Due to COVID-19 concerns many cities have postponed their 4th of July fireworks displays and celebrations. But as no human hand moves in the heavens, celestial events will go on according to the laws of physics. That includes a penumbra eclipse of the moon.
Total eclipses of the moon and sun are some of the most dramatic sights nature puts on our plate. Total and partial lunar eclipses occur only at full moon when the moon lines up on the opposite side of the sun from the Earth and enters the cone of shadow spilling out behind the planet. At least two and as many as five lunar eclipses can occur in a calendar year but never at every full moon. That’s because the orbit of the moon is tilted 5.1° with respect to Earth’s. During most months the full moon passes above or below Earth’s shadow and we see no eclipse. Only when the lineup is nearly precise does the moon enter Earth’s shadow.

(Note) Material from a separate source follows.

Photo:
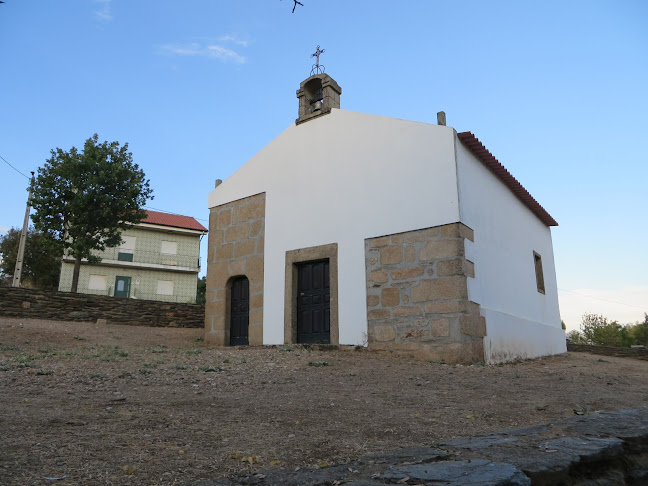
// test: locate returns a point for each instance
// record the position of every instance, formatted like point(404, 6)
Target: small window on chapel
point(537, 260)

The Earth casts dual shadows: a dark, inner umbra where the ball of the planet completely blocks the glaring solar disk, and an outer penumbra where the globe only partially blocks the sun, creating a partial shadow. If you could stand in the umbra and look back toward the Earth the sun would be completely blocked from view. But if you stood in the penumbra and looked back, the globe would only partially block the sun — no matter how deeply you stood within the penumbra you’d have some amount of sun in your eyes — more near its edge and less the closer to the umbra.

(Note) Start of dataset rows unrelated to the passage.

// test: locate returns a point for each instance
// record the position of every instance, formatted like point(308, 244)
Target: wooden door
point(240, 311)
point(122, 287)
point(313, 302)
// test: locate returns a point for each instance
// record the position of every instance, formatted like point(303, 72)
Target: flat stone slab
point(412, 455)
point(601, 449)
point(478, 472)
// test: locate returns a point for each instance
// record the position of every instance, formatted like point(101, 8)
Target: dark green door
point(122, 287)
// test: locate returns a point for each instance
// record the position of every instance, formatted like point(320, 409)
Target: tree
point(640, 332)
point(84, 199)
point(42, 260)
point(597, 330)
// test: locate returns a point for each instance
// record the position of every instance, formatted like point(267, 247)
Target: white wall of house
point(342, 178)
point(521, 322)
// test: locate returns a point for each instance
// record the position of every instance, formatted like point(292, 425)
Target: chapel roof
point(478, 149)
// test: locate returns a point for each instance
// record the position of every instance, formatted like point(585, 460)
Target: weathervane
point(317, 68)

During a partial eclipse the moon glides through the penumbra and partway into the umbra and then departs. In a total eclipse it passes through the penumbra and then fully into the umbra. The moon’s red color during totality is caused by reddened sunlight refracted (bent) around the circumference of the Earth by the atmosphere that spills into the umbra. But during a penumbral eclipse the moon completely misses the umbra (because of its tilted orbit, remember?) and only makes it as far as the penumbra.

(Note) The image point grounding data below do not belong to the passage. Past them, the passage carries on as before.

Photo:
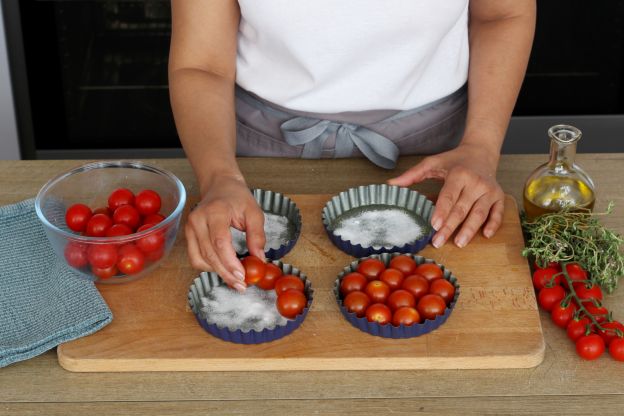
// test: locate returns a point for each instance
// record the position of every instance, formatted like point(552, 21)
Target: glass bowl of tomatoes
point(395, 295)
point(112, 221)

Anyone will notice the dark bite the umbral shadow takes from the moon, but the penumbral shadow, filtered by partial sunlight, can be subtle. During a deep penumbral eclipse, when the moon comes close but misses the umbra, the shadow is obvious as a dusky, gray shading covering about half the moon. But if the moon only dips partway into the outer shadow — as it will the night of July 4 — it can be tricky to see.
The eclipse begins at 10:07 CDT (3:07 UT), reaches maximum at 11:30 p.m. and ends at 12:52 a.m. (July 5). At most only 36 percent — about a third — of the moon will dip into the penumbra. Casual viewers won’t notice any change, but I hope you’ll take a look. The best time will be around 11:30 p.m. CDT (12:30 a.m. EDT; 10:30 p.m. MDT and 9:30 p.m. CDT) at maximum penumbral eclipse. Will you see a modest darkening over the upper third of the moon? Yes or no, I’d love to hear about your observation.
As with all lunar eclipses, this one will be visible across half the planet but best viewed from the Americas, Western Africa and Western Europe. Click here for a complete coverage map. If you don’t have success with the penumbra this time, you’ll have another go at it on Nov. 29-30 during the year’s 4th and final penumbral eclipse. On that date 74 percent of the moon will wallow in the outer shadow, a sight that should be obvious to the well-heeled skywatcher.
Whether or not you see the shadow you’ll enjoy seeing July’s Full Buck Moon (or Thunder Moon if you prefer) in the company of two bright planets, Jupiter and Saturn. Clear skies on the 4th!